About his moves on the runway?

“I really like to dance.”

Signature style

Adriana Gonzalez, a 19-year-old from Springfield who is in foster care, spent the morning laughing and joking with volunteers. She said some of the volunteers were social workers, so they had already developed a relationship, while other volunteers she had met in previous years. This was her third time attending the event.

“They’re … that is my family,” she said. “They give us a voice and a look to go with that voice.”

Flipping through photos on her phone, she showed a fluffy pink ballgown she wore to a military ball and a maroon dress and suit jacket for job interviews that she had found at prior Fitting for the Future events.

As she stood in front of a wall of full length mirrors, a team of volunteers tucking and pinning a violet dress to ready it for alterations, she said she liked being able to get dressed up and have her hair and makeup done.

Next, a bright orange summer dress, followed by white lace, and then she was off to the beauty section.

“It feels great to have people who care and want to know what you like,” Gonzalez said.

Hai V. Pham-Nguyen, 20, of Springfield, also said this was his third year coming to the event and said he liked the fancy clothes he’s found for prom, job interviews, and just dressing up in his signature steampunk style. Wearing prop goggles as part of his aesthetic, he said his style shows who he is. This year, he was in search of a suit to wear for singing auditions.

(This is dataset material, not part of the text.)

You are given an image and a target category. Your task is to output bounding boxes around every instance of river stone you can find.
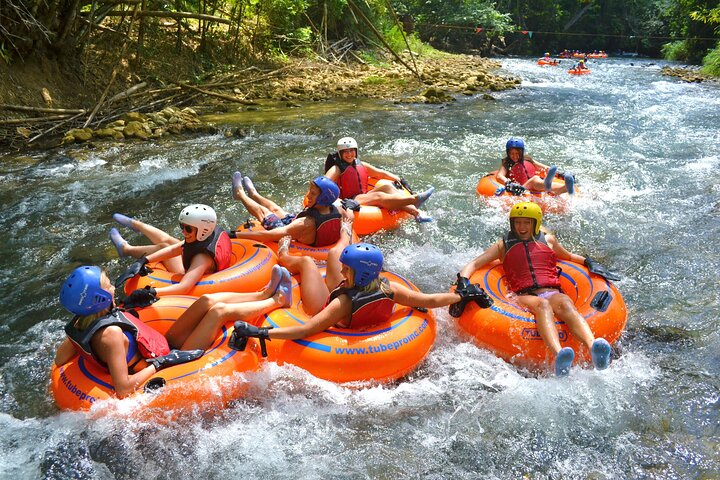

In a sharp suit and silk patterned vest, he added, “This is the best I’ve felt all day.”

Preparing for the event

Two days before, volunteers had assembled the racks and tables and carefully chosen the displays. Several young men from the Delta Chi fraternity at the University of Massachusetts Amherst helped with heavy lifting.

Over by a neat pile of plastic-wrapped dresses, Sarah Bleichfield of Belchertown and Susan Bellak of Amherst discussed how best to display the dresses, how the displays should flow so that the young people could easily find everything they’re looking for.

“It’s amazing how many clothes we get, and the shoes always blow my mind,” Bleichfield said. “These kids often have to grow up too soon. Here, they feel like they’re important and they matter.”

Bellak said that for volunteers, the main focus is on making the experience the very best it can be for the kids.

“These kids deserve the same experiences that other kids get to have,” Bellak said. “We hope to fill emotional space with the experience, not just the stuff. It’s such a wonderful, meaningful day.”

The meeting room space was donated by Tower Square for the event, Resnick said, and local businesses, such as Thornes in Northampton, held donation drives for clothing and shoes. Before leaving, the young people were given a duffel bag to place their new possessions in, along with what volunteers called swag bags — kits of toothbrushes and toothpaste, healthy snacks, hairbrushes, chapstick, nail files, and other personal hygiene essentials.

Bellak said the duffel bags were especially important, as many of the young people don’t have luggage or personal space to store things.

“All their new stuff gets to go in something that is truly their own,” she said.

A press release for the event said 100 volunteers from the community helped with the event which was expected to help around 75 young people in foster care find nice clothing for events in their lives.

“Kids in foster care come here and they have the opportunity to leave the ‘foster’ part at the door and just be kids,” Resnick said.